New York - US automotive giant General Motors Co reported Monday it lost 1.2 billion dollars in the third quarter of 2009, beating analysts' expectations and saying the company now had a "solid foundation" for its restructuring effort. In its first financial report after it emerged from bankruptcy, GM said it actually earned 1.5 billion dollars before interest, taxes, depreciation, amortization and special items.
GM also announced that it would begin repayment on a 6.7-billion-dollar US government loan in December.
GM President and Chief Executive Officer Fritz Henderson hailed the figures but expressed caution about the tasks still ahead.
"We have significantly more work to do, but today's results provide evidence of the solid foundation we are building for the new GM," Henderson said.

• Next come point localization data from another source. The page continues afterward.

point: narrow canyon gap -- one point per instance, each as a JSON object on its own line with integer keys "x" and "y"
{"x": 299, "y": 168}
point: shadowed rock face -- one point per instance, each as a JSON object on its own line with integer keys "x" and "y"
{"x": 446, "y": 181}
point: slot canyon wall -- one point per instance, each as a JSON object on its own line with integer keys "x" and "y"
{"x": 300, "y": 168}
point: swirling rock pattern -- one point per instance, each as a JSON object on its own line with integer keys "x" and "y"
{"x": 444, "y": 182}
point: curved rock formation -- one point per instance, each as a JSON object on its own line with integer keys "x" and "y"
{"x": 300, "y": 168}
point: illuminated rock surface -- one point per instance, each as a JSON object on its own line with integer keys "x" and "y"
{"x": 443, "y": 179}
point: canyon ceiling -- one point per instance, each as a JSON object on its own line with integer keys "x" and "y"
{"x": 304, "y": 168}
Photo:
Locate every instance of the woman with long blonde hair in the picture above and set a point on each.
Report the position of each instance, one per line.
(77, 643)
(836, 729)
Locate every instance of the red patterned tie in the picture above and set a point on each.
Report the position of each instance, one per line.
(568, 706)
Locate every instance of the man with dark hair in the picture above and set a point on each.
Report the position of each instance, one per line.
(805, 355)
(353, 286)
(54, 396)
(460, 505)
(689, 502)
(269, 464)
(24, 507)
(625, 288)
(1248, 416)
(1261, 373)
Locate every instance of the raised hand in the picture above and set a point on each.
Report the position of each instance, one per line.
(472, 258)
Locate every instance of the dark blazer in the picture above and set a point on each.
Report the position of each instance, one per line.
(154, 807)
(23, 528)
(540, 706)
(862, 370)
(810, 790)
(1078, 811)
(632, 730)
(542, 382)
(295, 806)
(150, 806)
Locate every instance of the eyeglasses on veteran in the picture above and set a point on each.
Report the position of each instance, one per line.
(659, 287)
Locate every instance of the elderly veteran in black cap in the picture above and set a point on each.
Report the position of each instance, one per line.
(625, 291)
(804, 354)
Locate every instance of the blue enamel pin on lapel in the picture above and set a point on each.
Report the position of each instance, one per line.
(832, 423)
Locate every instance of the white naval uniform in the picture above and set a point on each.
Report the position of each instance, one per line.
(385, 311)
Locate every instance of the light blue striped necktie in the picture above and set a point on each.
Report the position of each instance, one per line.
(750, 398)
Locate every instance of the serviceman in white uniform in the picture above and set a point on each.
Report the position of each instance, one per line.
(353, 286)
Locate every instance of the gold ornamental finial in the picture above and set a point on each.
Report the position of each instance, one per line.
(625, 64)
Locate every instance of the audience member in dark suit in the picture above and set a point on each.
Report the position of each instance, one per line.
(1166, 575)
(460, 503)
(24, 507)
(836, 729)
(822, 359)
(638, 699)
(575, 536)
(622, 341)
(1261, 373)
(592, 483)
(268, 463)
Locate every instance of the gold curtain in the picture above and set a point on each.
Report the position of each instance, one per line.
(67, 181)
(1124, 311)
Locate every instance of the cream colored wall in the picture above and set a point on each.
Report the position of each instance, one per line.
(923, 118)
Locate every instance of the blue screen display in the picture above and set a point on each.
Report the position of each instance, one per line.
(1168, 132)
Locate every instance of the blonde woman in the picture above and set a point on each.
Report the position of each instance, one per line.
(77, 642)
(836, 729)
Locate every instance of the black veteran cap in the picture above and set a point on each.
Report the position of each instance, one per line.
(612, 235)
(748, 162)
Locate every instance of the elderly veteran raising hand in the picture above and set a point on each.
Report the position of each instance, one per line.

In a press conference, Henderson said the losses, while unsatisfactory, were "certainly better than our plans going into bankruptcy." The quarterly results showed "some signs of progress, some signs of stability."
The company, reorganizing after its bankruptcy amid the economic crisis, said revenues totalled 28 billion dollars in the quarter, some 5 billion dollars above the preceding three-month period.
Since 2005 the Detroit, Michigan-based GM has lost at least 90 billion dollars, with its situation deteriorating to the point of the company having to file bankruptcy and receive massive federal credit and outright support.
Henderson said GM would begin in December making quarterly payments of one billion dollars to Washington, putting it on track to pay off the 6.7-billion-dollar state loan by mid-2011. It was possible GM could repay the full money back by a mid-point deadline of June 2010.
In addition, GM will also start repaying Canada's 1.4 billion dollar credit at a rate of 200 million dollars per quarter.
The 6.7-billion-dollar credit is not part of the more than 50 billion dollars in state support which GM got from Washington, for which the US got a 60 per cent majority stake in the company.
Henderson said the newly-reorganized GM was hoping to return to the stock market - which would allow the government to sell its shares - by the second half of next year.